25 March 2016

Anthony Davis at the Western Front, 24 March 2016

What a privilege to hear Anthony Davis play two sets of solo piano at the Western Front last night. His performance—a return to Vancouver after thirty years—also marked the release of past - piano - present, an LP anthology of audio recordings from the Western Front’s archive featuring tracks by Anthony Davis, Paul Plimley, Al Neil and John Kameel Farah.
In her sleeve notes, pianist Dana Reason notes how, in his 1985 performance of “Behind the Rock,” Davis’s “ease mobilizing and maximizing the piano . . . suggests a careful study of Duke Ellington’s rich orchestral tradition.” Not that Davis’s playing sounds studied or academic; his aesthetic – his performance style and his method – seems to offer an idiosyncratic mix of (what George Lewis has called) Eurological and Afrological sensibilities, blurring composition and improvisation, chamber music and blues, Olivier Messiaen and James P. Johnson, recital and gig, to generate a vital, kinetic music of layered possibilities. He played two sets lasting almost an hour each. The first set opened with a piece built from variations on cascading intervals, which Davis later identified as fragments from his composition Wayang No. IV. The second piece, which Davis did not identify, spun magisterially through components of what felt like a 32-bar song, unpacking and reassembling melody with a recognizably Ellingtonian grandeur. The third piece was a version of “Ankle and Wrist” from his 1997 opera Amistad; built on shards of a blues motif, the music surged in swathes gathered and propelled by Davis’s powerful sustain pedal, while his strong left hand offered up lines recalling Sir Roland Hanna or Earl Hines.
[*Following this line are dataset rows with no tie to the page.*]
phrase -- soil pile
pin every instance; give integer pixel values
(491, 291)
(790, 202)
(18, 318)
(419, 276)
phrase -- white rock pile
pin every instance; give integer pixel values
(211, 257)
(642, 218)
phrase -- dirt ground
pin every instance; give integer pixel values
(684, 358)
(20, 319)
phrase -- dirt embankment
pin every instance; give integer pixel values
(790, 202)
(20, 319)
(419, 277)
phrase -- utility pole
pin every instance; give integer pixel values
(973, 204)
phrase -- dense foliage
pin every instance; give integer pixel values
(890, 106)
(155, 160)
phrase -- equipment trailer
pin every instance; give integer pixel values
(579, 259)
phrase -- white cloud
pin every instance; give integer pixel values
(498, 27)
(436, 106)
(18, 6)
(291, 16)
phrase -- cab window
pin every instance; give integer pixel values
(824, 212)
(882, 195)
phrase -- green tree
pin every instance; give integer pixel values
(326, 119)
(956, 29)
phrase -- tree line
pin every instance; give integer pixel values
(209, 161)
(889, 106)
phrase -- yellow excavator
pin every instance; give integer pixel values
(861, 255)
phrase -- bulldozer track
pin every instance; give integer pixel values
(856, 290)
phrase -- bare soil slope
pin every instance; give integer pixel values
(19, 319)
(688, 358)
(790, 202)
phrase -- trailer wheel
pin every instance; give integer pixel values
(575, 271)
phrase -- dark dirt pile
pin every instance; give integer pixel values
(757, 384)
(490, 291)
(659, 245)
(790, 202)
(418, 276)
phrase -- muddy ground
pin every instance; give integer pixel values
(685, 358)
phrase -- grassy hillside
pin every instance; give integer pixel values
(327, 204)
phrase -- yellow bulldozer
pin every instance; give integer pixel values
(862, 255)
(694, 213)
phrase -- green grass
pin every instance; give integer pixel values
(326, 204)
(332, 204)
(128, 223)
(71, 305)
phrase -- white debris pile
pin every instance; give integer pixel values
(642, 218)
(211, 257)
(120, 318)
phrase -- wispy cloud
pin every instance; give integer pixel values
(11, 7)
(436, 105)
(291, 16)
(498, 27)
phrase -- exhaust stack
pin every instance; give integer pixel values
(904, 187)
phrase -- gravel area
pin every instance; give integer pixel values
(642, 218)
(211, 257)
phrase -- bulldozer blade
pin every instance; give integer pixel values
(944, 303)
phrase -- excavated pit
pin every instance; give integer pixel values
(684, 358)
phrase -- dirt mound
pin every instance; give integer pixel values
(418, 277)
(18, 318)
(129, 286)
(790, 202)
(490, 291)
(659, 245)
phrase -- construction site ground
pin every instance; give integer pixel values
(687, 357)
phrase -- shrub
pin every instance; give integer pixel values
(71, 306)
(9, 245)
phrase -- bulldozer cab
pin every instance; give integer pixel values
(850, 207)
Davis’s touch is fierce and firm, but he also has a keen capacity for tenderness, as the concluding piece of the first set, a gently deconstructed jazz waltz, suggested. 
The second set opened with what he called his “Goddess Variations,” improvisations developed around the “orchestral material” from the aria “They come as if from the heavens (Goddess of the Waters),” also from Amistad. He followed with an extended wordless version of “Five Moods from an English Garden,” a work he described composing when he found himself stranded in Munich – after touring with violinist Leroy Jenkins – sleeping on a studio floor; on a snowy May morning, he said, he walked through the city’s English Gardens – listening to birdcalls – and into an exhibit of Wassily Kandinsky paintings – “moods” – at a gallery there. The composition draws on these two palettes to create a vivid tone poem. The closing piece from the second set involved a return to Wayang No. IV, extending Davis’s exploration of the material in intense overlaid chords to produce what felt like kinetic densities, a powerfully mobile aural weave.  As an encore for an enthusiastic, deeply engaged audience, Davis played a remarkable meditative version of “Monk’s Mood,” a suitably elegant and resonant conclusion to a brilliant concert.

08 March 2016

Noticing and/as Listening in Edgelands and Wool

Here is some text composed for a lecture for my current class on “Denatured Reading.” I’m making a transtition between Edgelands: Journeys into England’s True Wilderness by Paul Farley and Michael Symmons Roberts (2011) and Hugh Howey’s novel Wool (2012).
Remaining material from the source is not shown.